If this playlist has made you even a little bit more open to country music, then I encourage you to check out Garden & Gun’s new Back Porch Sessions, where both popular and up-and-coming Southern music artists are reviewed (music clips included!). You can also hear music from Nashville by checking episode song clips on the ABC Music Lounge (I recommend starting with “Wrong Song,” performed by Connie Britton and Hayden Panettiere – who knew they could sing?!). While I hope you can get more familiar with Southern culture by listening to country music from wherever you are, I also hope you’ll get the chance to come and experience it in person here in Atlanta.
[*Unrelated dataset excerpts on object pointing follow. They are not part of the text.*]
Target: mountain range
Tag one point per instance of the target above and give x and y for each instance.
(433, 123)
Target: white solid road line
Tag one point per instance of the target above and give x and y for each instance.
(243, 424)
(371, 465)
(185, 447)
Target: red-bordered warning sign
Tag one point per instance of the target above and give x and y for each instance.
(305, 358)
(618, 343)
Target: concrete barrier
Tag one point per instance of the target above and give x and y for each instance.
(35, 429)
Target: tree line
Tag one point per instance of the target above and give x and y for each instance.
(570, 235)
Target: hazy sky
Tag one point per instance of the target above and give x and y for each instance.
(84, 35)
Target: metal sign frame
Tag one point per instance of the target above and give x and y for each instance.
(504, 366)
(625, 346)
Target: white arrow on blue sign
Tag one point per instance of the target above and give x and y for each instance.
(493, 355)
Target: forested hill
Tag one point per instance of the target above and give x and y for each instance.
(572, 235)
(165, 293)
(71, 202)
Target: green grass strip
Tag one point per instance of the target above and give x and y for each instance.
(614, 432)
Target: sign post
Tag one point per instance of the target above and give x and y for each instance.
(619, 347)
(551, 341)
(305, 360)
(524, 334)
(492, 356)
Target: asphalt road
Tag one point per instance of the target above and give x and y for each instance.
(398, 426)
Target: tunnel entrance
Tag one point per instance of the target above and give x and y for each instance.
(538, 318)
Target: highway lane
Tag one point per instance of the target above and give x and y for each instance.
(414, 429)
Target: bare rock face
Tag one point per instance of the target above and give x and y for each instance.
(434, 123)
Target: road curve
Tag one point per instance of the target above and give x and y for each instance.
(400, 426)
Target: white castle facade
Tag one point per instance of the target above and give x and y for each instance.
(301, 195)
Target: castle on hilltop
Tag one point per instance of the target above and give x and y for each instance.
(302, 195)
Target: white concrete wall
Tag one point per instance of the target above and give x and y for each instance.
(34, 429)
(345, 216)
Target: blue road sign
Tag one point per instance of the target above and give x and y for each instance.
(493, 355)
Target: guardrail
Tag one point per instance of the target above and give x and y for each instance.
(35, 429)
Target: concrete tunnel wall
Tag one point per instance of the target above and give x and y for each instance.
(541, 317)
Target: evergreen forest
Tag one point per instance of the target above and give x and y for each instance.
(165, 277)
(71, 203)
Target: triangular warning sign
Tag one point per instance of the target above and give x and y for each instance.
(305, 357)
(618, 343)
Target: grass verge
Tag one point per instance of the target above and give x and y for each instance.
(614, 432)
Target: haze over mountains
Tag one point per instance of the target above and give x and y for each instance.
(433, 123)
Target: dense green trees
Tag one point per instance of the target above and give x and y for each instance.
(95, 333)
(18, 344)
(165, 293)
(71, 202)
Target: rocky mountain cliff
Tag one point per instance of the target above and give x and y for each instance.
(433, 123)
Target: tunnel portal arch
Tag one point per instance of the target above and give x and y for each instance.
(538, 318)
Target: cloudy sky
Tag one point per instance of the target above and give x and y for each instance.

Whether or not country music is your “thing” (you should definitely give it a try!), Atlanta has so much to offer on the spectrum of culture, the arts, and history. You may not know it, but Atlanta is one of only two cities in the world that is home to two Nobel Peace Prizes. Also interesting-the recipients of these prizes were both born and raised in Georgia. If you’re visiting us, we recommend you also visit the city’s Nobel Peace Prizes.
First, in 1964, Martin Luther King, Jr. received the Nobel Peace Prize, making him the youngest recipient of the prestigious award at the age of 35. The award can be viewed at The King Center, along with many other exhibits dedicated to memorializing the pivotal role that Martin Luther King, Jr. and the city of Atlanta played in the Civil Rights Movement. The King Center is actually a part of the Martin Luther King National Historic Site, which preserves many locations that were important to Martin Luther King’s life, including his childhood home, the church where he preached, and the gravesites for both him and his wife. If you’re looking to see a lot in a short amount of time, I recommend using the recently published article, “9 Key Stops on a Civil Rights Tour of Atlanta,” as a guide.
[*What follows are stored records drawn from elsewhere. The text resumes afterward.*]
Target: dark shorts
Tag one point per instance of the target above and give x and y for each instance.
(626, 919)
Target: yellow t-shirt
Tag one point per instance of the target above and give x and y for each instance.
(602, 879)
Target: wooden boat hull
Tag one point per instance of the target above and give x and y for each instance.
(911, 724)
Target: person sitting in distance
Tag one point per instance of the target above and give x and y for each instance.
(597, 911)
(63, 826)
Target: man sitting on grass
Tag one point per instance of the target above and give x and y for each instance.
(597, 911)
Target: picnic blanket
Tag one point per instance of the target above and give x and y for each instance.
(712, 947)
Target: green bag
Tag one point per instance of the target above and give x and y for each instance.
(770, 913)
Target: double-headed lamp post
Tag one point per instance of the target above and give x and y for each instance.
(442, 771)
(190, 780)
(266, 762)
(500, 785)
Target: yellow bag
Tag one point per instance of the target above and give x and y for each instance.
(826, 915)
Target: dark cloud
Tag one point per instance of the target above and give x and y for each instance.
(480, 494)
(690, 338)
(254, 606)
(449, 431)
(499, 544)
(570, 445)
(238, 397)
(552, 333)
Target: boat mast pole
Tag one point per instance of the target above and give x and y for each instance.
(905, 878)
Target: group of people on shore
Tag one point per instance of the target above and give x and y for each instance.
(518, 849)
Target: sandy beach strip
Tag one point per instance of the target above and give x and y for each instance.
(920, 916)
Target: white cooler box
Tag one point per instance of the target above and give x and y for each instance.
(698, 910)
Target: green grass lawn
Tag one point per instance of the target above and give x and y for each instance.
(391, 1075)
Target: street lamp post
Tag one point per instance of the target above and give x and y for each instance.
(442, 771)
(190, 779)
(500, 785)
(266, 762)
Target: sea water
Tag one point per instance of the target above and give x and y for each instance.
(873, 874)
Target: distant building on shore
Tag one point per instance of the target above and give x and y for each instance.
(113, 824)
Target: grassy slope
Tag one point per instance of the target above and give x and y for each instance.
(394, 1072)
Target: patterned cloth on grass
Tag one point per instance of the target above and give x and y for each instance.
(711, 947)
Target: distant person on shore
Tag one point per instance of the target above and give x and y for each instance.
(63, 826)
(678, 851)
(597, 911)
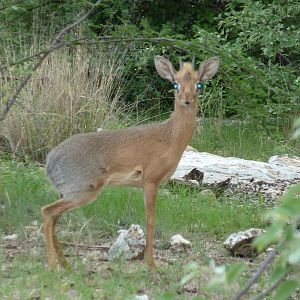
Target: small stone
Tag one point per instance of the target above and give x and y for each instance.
(130, 244)
(177, 242)
(208, 194)
(240, 243)
(11, 237)
(141, 297)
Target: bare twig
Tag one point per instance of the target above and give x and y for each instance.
(56, 43)
(264, 264)
(86, 246)
(271, 288)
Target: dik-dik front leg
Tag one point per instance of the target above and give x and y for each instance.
(150, 192)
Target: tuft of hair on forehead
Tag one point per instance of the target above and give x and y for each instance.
(186, 72)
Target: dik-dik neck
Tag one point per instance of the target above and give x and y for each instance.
(183, 121)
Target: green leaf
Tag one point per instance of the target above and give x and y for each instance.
(234, 272)
(166, 296)
(286, 289)
(269, 237)
(278, 272)
(294, 257)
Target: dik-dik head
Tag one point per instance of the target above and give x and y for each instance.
(187, 81)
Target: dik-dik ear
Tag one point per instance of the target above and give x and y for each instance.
(208, 68)
(164, 68)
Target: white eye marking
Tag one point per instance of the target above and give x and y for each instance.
(176, 86)
(199, 86)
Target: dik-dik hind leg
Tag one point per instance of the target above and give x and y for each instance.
(50, 215)
(150, 191)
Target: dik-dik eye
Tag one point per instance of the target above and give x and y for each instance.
(176, 86)
(199, 86)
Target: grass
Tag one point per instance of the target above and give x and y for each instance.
(24, 189)
(248, 140)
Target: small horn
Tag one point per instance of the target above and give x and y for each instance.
(193, 61)
(180, 62)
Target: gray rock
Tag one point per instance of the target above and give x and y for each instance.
(239, 243)
(130, 244)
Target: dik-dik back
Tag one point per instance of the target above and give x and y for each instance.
(140, 156)
(115, 157)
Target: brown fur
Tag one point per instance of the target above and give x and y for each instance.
(140, 156)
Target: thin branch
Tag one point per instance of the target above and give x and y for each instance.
(97, 247)
(264, 264)
(56, 42)
(271, 288)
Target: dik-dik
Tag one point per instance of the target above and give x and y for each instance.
(141, 156)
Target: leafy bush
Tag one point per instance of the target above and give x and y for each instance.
(72, 92)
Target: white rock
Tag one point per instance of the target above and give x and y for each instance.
(177, 240)
(239, 243)
(269, 179)
(217, 168)
(130, 244)
(10, 237)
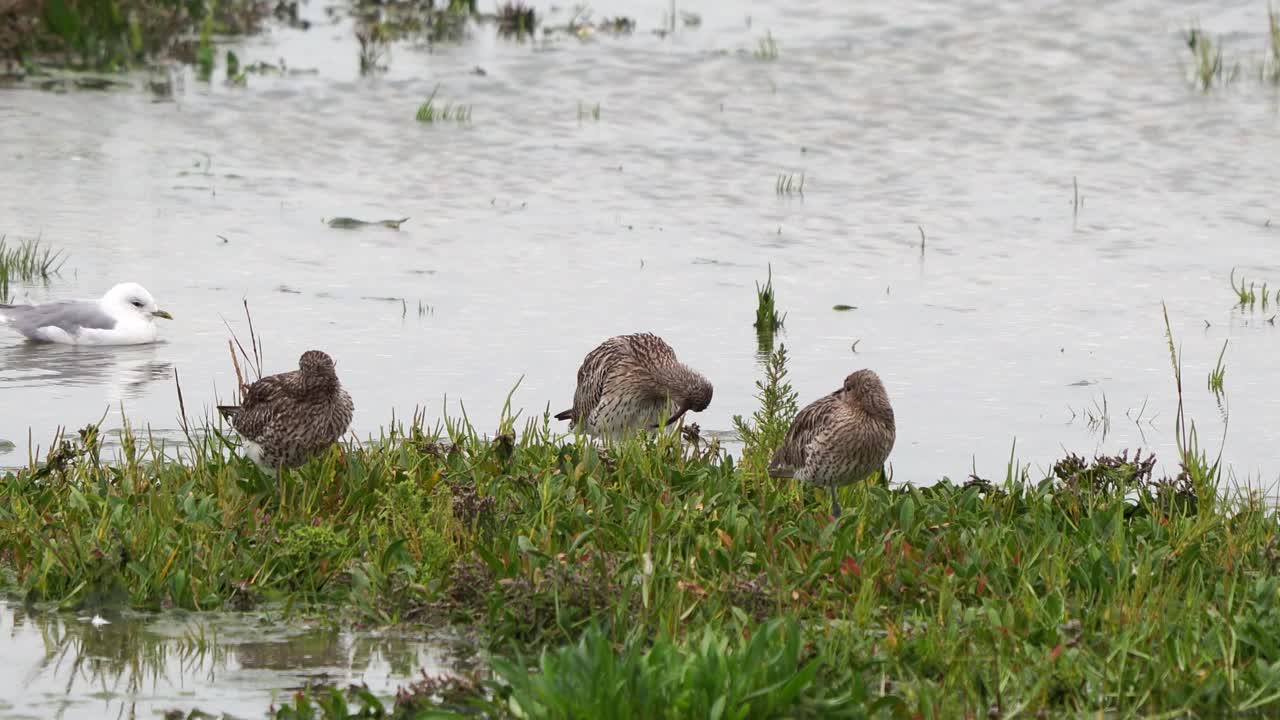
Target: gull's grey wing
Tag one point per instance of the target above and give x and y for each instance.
(68, 315)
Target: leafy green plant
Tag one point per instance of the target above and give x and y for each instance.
(712, 674)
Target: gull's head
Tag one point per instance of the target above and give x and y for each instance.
(132, 297)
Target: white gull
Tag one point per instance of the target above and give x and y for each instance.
(124, 315)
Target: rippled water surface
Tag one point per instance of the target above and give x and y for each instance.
(534, 233)
(63, 665)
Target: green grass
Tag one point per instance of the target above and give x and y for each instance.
(1248, 295)
(768, 320)
(789, 183)
(1270, 71)
(110, 35)
(654, 579)
(432, 113)
(28, 260)
(1207, 65)
(767, 49)
(1217, 374)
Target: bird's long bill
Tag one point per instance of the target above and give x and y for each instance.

Second, in 2002, former President Jimmy Carter received the Nobel Peace Prize which is now housed in the Jimmy Carter Presidential Library and Museum. This center includes many exhibits dedicated to Carter’s work as President of the United States, as well as his role as a global activist and philanthropist. It borders scenic gardens overlooking the downtown skyline and plays host to a constant cycle of “free and open to the public” readings and books signings by a variety of influential authors. (It’s also a very nice spot for an outdoor picnic if the day should be warm, as we are lucky enough here in Atlanta to periodically experience even during February.)
Located less than two miles away from each other, The King Center and the Jimmy Carter Presidential Library, and their namesakes, have immortalized Atlanta’s role in the history of this country and of the world. No matter your age, background, or beliefs, there is a lot to learn in the history of this city, and I hope you get to know it. After all, it’s just three chords and the truth.
‘Til next month,
Farish Jerman 11C*
Senior Admission Counselor
Office of Undergraduate Admission
* Emory uses these abbreviations to designate graduation year. For example, Farish graduated from Emory College of Emory University in 2011.